Onex CEO Le Blanc Emulates Buffett with Major Insurance Investment Strategy
Bobby Le Blanc, the chief executive of Onex Corp., is channeling legendary investor Warren Buffett with a significant bet on the insurance sector, aiming to fundamentally alter the composition of the company's balance sheet and shift investor perceptions. This strategic move comes as the Toronto-based alternative investment firm seeks to emerge from a prolonged period of underperformance relative to its larger rivals.
A Rocky Start and Profitable Turnaround
Onex's initial foray into insurance began with an investment in Convex Group, a startup that faced immediate challenges. The venture coincided with a series of catastrophic events, including the global pandemic, a severe deep freeze in Texas, and Hurricane Ian's devastating path through the Caribbean and Florida in 2022, which became one of the costliest storms in recorded history. Paul Brand, Convex Group's chief executive, described the early phase as witnessing "nothing but essentially money going out the door."
However, drawing on over three decades of underwriting experience, Brand understood that disasters and unfavorable conditions often follow cyclical patterns. True to this insight, Convex Group has transformed into a highly profitable entity in recent years, prompting Onex to double down on its commitment.
Securing Long-Term Control and Strategic Alignment
Last month, Onex finalized a pivotal deal that grants it long-term control of Convex Group. This transaction is partially funded by American International Group Inc., which will subsequently become one of Onex's largest shareholders. This acquisition represents the most radical strategic shift under Le Blanc's leadership since he assumed the CEO role in May 2023.
Le Blanc's strategy explicitly mirrors Warren Buffett's approach at Berkshire Hathaway Inc., where insurance operations form the core of the US$1 trillion conglomerate. The move also aligns Onex with other major investment firms like Apollo Global Management Inc. and KKR & Co., which have similarly developed insurance divisions to harness the steady capital flow characteristic of the industry.
Addressing Market Perception and Shareholder Value
Onex has historically lagged behind competitors such as Brookfield Corp., Blackstone Inc., and KKR, attributed in part to weaker returns from its flagship private equity group, Onex Partners, which has not raised a major new fund since 2017. A telling indicator of market sentiment is the company's stock valuation: despite holding approximately $170 per share in investments and carrying no debt as of December, its stock price remains just below $100. Furthermore, analyst coverage has dwindled to only three sell-side analysts.

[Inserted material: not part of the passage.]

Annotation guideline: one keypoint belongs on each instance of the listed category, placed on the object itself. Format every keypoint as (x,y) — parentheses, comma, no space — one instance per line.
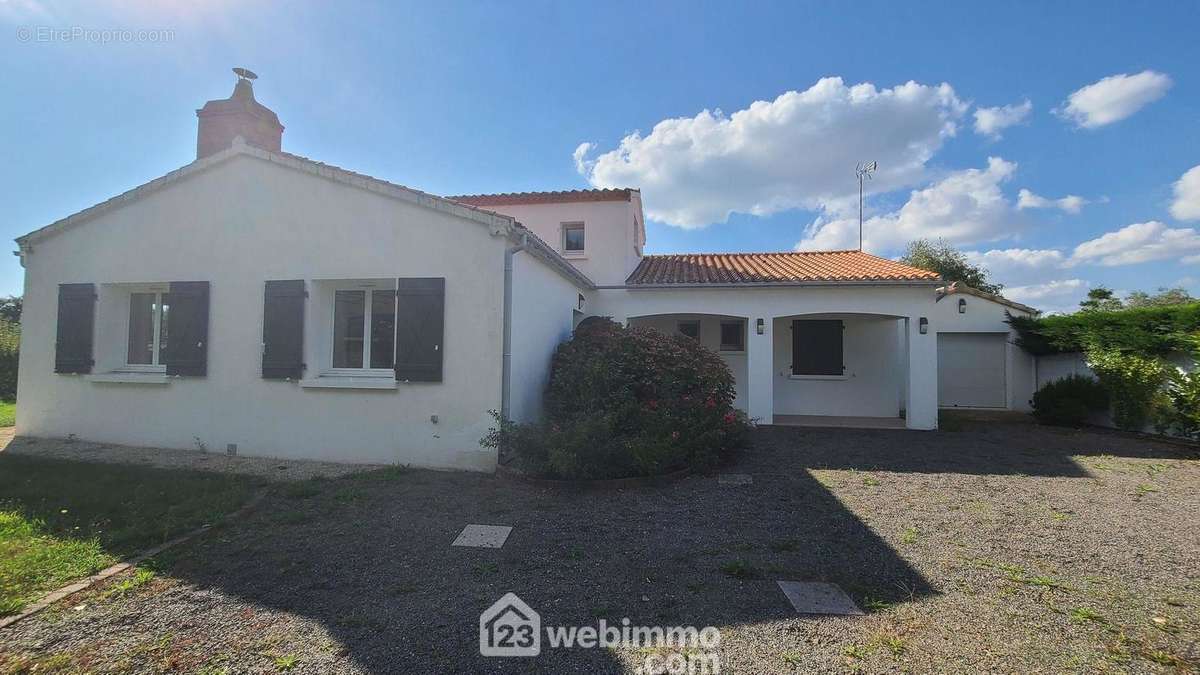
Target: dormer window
(573,238)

Le Blanc, who spent several years at Berkshire Hathaway in the 1990s, articulated his rationale during an interview at Onex's Bay Street headquarters in Toronto. "The more shareholders I spoke to, the more I realized that we were never going to get the credit for the intrinsic value of the business under the way that we've historically operated," he stated. "So I said: 'How can we change the narrative around Onex to become more of an earnings or enterprise-value play, versus a net-asset-value play?'"
High Stakes Amid Leadership Transition
The insurance bet carries significant stakes for Onex, founded in 1984 by Gerry Schwartz. Schwartz's special voting rights are set to expire in May, concluding decades of his control over the firm. In its early days, Onex operated on a deal-by-deal fundraising model, consistently retaining a substantial portion of each transaction for itself. Le Blanc's current strategy marks a deliberate departure from this historical approach, aiming to reposition Onex for renewed growth and market recognition.